As computing moved into the commercial market, data was stored in flat files that imposed no structure. Today, big data requires manageable data structures. When companies needed to get to a level of detailed understanding about customers, they had to apply brute-force methods, including very detailed programming models to create some value.
Later in the 1970s, things changed with the invention of the relational data model and the relational database management system (RDBMS) that imposed structure and a method for improving performance. Most importantly, the relational model added a level of abstraction so that it was easier for programmers to satisfy the growing business demands to extract value from data.
The relational model offered an ecosystem of tools from a large number of emerging software companies. It filled a growing need to help companies better organize their data and be able to compare transactions from one geography to another.
In addition, it helped business managers who wanted to be able to examine information such as inventory and compare it to customer order information for decision-making purposes. But a problem emerged from this exploding demand for answers: Storing this growing volume of data was expensive and accessing it was slow. Making matters worse, lots of data duplication existed, and the actual business value of that data was hard to measure.
When the volume of data that organizations needed to manage grew out of control, the data warehouse provided a solution. The data warehouse enabled the IT organization to select a subset of the data being stored so that it would be easier for the business to try to gain insights.
The data warehouse was intended to help companies deal with increasingly large amounts of structured data that they needed to be able to analyze by reducing the volume of the data to something smaller and more focused on a particular area of the business.

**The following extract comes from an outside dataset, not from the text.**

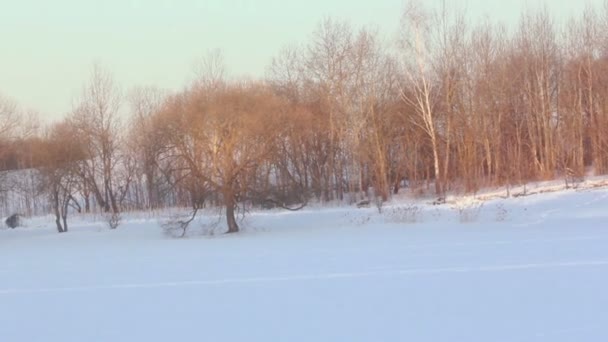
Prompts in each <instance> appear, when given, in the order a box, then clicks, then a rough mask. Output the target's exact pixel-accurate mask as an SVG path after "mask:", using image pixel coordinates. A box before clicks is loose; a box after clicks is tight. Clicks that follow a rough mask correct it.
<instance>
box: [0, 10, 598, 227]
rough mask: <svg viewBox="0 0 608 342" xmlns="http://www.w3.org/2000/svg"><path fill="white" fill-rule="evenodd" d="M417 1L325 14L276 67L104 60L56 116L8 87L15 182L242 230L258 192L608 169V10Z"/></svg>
mask: <svg viewBox="0 0 608 342" xmlns="http://www.w3.org/2000/svg"><path fill="white" fill-rule="evenodd" d="M402 13H403V14H402V17H401V30H400V32H399V34H398V35H397V36H396V37H394V36H391V38H386V37H385V36H383V35H382V34H381V33H380V32H377V31H376V30H374V29H369V28H354V27H352V26H351V25H349V24H348V23H346V22H341V21H338V20H334V19H325V20H323V21H322V22H321V23H320V24H319V25H318V27H317V28H316V30H315V31H314V32H313V34H312V35H311V37H310V39H309V40H308V41H307V42H305V43H303V44H300V45H294V46H291V47H287V48H285V49H284V50H282V51H281V52H280V53H279V54H278V55H277V56H275V57H274V58H273V59H272V61H271V63H270V64H269V67H268V71H267V75H266V77H265V79H263V80H253V81H252V80H247V81H245V80H239V79H234V78H229V77H226V75H225V74H226V73H225V66H224V64H223V60H222V57H221V54H220V53H217V52H215V53H210V54H209V55H208V56H207V58H205V59H203V60H202V61H201V63H200V65H199V67H198V69H197V73H196V77H195V80H194V81H193V82H192V83H191V84H188V85H187V86H185V87H184V90H183V91H180V92H168V91H164V90H161V89H158V88H154V87H141V88H137V89H133V90H129V91H121V89H120V87H119V85H118V84H117V83H116V81H115V80H114V78H113V76H112V75H111V73H110V72H109V71H107V70H105V69H104V68H102V67H100V66H95V67H94V68H93V69H92V72H91V77H90V81H89V82H88V84H86V85H85V86H84V87H83V90H82V93H81V97H80V100H79V103H78V104H77V105H75V106H74V108H73V110H72V111H71V112H70V113H69V114H68V115H67V116H66V118H65V119H64V120H63V121H61V122H58V123H55V124H53V125H51V126H49V127H37V126H36V125H35V124H34V123H35V122H36V120H35V119H34V116H33V115H30V114H28V113H26V112H24V111H23V110H22V109H20V107H19V106H18V105H17V104H15V103H14V102H13V101H11V100H10V98H9V97H8V95H6V94H5V95H3V96H0V119H1V121H0V167H2V169H4V170H7V171H5V172H4V178H3V179H2V182H1V183H2V184H1V188H2V189H0V190H2V191H5V192H6V191H16V190H15V187H17V186H18V184H17V185H15V184H13V183H14V182H12V181H11V179H12V178H14V177H12V176H11V175H12V174H14V173H15V171H14V170H24V169H27V170H29V171H28V175H31V177H32V179H33V181H32V184H35V191H32V192H31V197H32V198H28V199H27V201H28V203H30V204H31V205H32V206H33V205H34V203H43V205H42V206H41V208H42V209H35V208H34V209H31V208H26V209H27V210H28V211H30V213H36V212H37V211H40V210H42V211H46V212H49V213H53V214H54V215H55V216H56V217H57V226H58V230H59V231H60V232H61V231H65V230H67V223H68V222H67V219H66V218H67V216H68V213H69V212H73V211H76V210H77V211H79V212H91V211H94V212H107V213H112V214H114V215H118V214H119V213H120V212H122V211H127V210H153V209H161V208H165V207H174V206H180V207H184V206H185V207H191V208H193V209H198V208H201V207H203V206H219V207H222V208H224V212H225V215H226V217H227V226H228V231H229V232H236V231H238V229H239V227H238V224H237V221H236V220H235V214H234V213H235V211H236V210H237V209H238V208H241V207H244V206H245V207H252V206H269V205H270V206H279V207H285V208H288V209H294V208H298V207H300V206H302V205H305V204H306V203H307V202H309V201H321V202H327V201H337V200H339V201H344V202H349V203H354V202H355V201H358V200H362V199H365V198H371V199H375V198H380V199H381V200H387V199H389V198H390V197H391V196H392V195H393V194H396V193H398V192H399V191H411V192H413V193H415V194H418V195H422V194H427V195H429V196H430V195H431V194H432V195H433V196H436V197H444V196H445V194H446V193H459V194H462V193H474V192H476V191H478V190H479V189H480V188H482V187H487V186H504V187H505V189H507V192H508V188H509V187H510V186H512V185H520V184H525V183H526V182H530V181H537V180H547V179H556V178H563V177H573V178H582V177H584V176H585V175H587V174H589V173H591V174H594V175H601V174H606V173H608V134H607V133H608V10H607V9H606V8H589V9H588V10H586V11H585V12H584V13H582V14H580V15H578V17H576V18H573V19H571V20H569V21H565V22H564V23H562V22H558V21H557V20H556V19H555V18H553V17H552V16H551V15H550V14H549V11H548V10H539V11H528V12H524V13H523V14H522V16H521V20H520V22H519V24H518V25H516V26H515V27H509V28H507V27H506V26H503V25H500V24H497V23H493V22H491V21H490V20H486V21H483V22H472V21H471V20H469V19H467V16H466V13H464V12H462V11H459V10H453V9H448V8H445V7H443V8H439V9H431V8H425V7H424V6H422V5H421V4H420V3H416V2H411V3H409V4H407V5H406V6H405V7H404V9H403V12H402ZM395 19H396V20H398V18H395ZM9 89H10V88H9ZM9 170H13V171H9ZM28 184H29V183H28ZM26 197H27V196H26Z"/></svg>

It filled the need to separate operational decision support processing and decision support — for performance reasons.
Warehouses often store data from prior years for understanding organizational performance, identifying trends, and helping to expose patterns of behavior. It also provided an integrated source of information from across various data sources that could be used for analysis. Today, both content management systems and data warehouses are able to take advantage of improvements in scalability of hardware, virtualization technologies, and the ability to create integrated hardware and software systems.
Sometimes these data warehouses themselves were too complex and large and didn’t offer the speed and agility that the business required. The answer was a further refinement of the data being managed through data marts. These data marts were focused on specific business issues and supported the business need for speedy queries. The warehouse has evolved to support emerging technologies such as integrated systems and data appliances.
Data warehouses and data marts solved many problems for companies needing a consistent way to manage massive transactional data. But when it came to managing huge volumes of unstructured or semi-structured data, the warehouse was not able to evolve enough to meet changing demands.
To complicate matters, data warehouses are typically fed in batch intervals, usually weekly or daily. This is fine for planning, financial reporting, and traditional marketing campaigns, but is too slow for increasingly real-time business and consumer environments.
How would companies be able to transform their traditional data management approaches to handle the expanding volume of unstructured data elements? The solution did not emerge overnight. As companies began to store unstructured data, vendors began to add capabilities such as BLOBs (binary large objects).
In essence, an unstructured data element would be stored in a relational database as one contiguous chunk of data. This object could be labeled but you couldn’t see what was inside that object. Clearly, this wasn’t going to solve changing customer or business needs.
Enter the object database management system (ODBMS). The object database stored the BLOB as an addressable set of pieces so that you could see what was in there. Unlike the BLOB, which was an independent unit appended to a traditional relational database, the object database provided a unified approach for dealing with unstructured data.
Object databases include a programming language and a structure for the data elements so that it is easier to manipulate various data objects without programming and complex joins. The object databases introduced a new level of innovation that helped lead to the second wave of data management.